Edmund y Catherine Carstairs se quedaron juntos, inmóviles en el sofá. Ninguno de los dos habló. Pero noté cómo nos miraban fijamente mientras nos íbamos.

EPÍLOGO

Es con gran tristeza que llego al final de mi tarea. Mientras estaba escribiendo esto, era como si lo estuviera viviendo, y aunque hay algunos detalles que desearía olvidar, igualmente ha estado bien encontrarme a mí mismo al lado de Holmes, siguiéndole de Wimbledon a Blackfriars, a Hamworth Hill y a Holloway, siempre un paso por detrás de él (en todos los sentidos) y, sin embargo, disfrutando del raro privilegio de observar de cerca su mente única. Ahora que la página final se acerca, me doy cuenta una vez más de la habitación en la que me encuentro, la aspidistra en el alféizar, el radiador que está siempre un poco demasiado caliente. La mano me duele y todos mis recuerdos están engarzados en estas páginas. Me gustaría que hubiera más que contar, pues, una vez que acabe, me encontraré solo de nuevo.

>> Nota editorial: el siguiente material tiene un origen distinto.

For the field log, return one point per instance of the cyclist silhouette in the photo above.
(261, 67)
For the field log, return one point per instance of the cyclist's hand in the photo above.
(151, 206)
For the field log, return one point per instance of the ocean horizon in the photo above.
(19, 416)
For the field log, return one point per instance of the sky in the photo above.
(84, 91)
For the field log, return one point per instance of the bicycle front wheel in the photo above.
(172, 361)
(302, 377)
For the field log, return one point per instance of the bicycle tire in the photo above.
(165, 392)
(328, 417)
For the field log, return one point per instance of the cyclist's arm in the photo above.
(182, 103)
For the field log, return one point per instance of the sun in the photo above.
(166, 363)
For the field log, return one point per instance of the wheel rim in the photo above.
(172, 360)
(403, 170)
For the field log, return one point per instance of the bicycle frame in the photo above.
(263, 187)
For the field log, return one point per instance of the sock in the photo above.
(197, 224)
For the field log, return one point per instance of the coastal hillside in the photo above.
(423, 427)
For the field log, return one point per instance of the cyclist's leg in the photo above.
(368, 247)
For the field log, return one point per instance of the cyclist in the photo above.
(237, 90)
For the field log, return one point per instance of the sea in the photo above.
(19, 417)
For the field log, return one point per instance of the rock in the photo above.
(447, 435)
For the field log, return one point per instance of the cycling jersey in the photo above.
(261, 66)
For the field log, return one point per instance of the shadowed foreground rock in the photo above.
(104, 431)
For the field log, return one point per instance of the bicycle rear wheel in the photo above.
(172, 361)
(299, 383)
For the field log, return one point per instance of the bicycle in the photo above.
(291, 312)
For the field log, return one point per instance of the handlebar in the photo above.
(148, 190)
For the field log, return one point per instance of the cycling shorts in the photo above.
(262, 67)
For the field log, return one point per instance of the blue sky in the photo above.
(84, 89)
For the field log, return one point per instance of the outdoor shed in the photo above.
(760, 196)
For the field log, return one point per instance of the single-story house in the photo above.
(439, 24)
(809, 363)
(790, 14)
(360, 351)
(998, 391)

No debería quejarme. Estoy cómodo aquí. Mis hijas me visitan de vez en cuando y también traen a mis nietos. A uno de ellos incluso le pusieron Sherlock. Su madre pensó que le estaba haciendo un homenaje a mi larga amistad, pero es un nombre que él nunca usa. Oh, bueno, vendrán al final de la semana y les daré este manuscrito con instrucciones para que lo guarden en lugar seguro, y entonces mi trabajo estará hecho. Todo lo que me queda es leérmelo una vez más, y a lo mejor hacer caso al consejo de la enfermera que me ha atendido esta mañana.

—¿Casi ha terminado, doctor Watson? Estoy segura de que todavía hay algunos cabos sueltos que necesitan atarse. Ponga el punto a las íes y cruce las tes, y luego debe dejar que lo leamos. ¡He estado hablando con las otras chicas y apenas pueden esperar!

Hay un poco más que añadir.

Charles Fitzsimmonds —me abstengo de utilizar la palabra «reverendo»—acertó bastante de lo que nos había dicho la última noche en la Casa de la Seda. Nunca fue a juicio. Pero, por otro lado, tampoco le liberaron, como había anticipado con ingenuidad. Aparentemente, hubo un accidente en la prisión en la que le tenían detenido. Se cayó por las escaleras y le encontraron con el cráneo roto. ¿Le empujaron? Parecería muy probable, pues, tal como él presumía, conocía algunos desagradables secretos de ciertas personas importantes, y a menos que le entendiera mal, iba tan lejos como para sugerir que tenía conexiones con la familia real. Absurdo, lo sé, y, sin embargo, recuerdo a Mycroft Holmes y su insólita visita a nuestros aposentos. Por lo que nos dijo, y por la manera en la que se comportaba, era evidente que le habían sometido a una presión considerable, y... Pero no, ni siquiera contemplo la posibilidad. Fitzsimmonds mentía. Estaba intentando exagerar su propia importancia antes de que lo arrestaran y se lo llevaran. Y ese fue su final.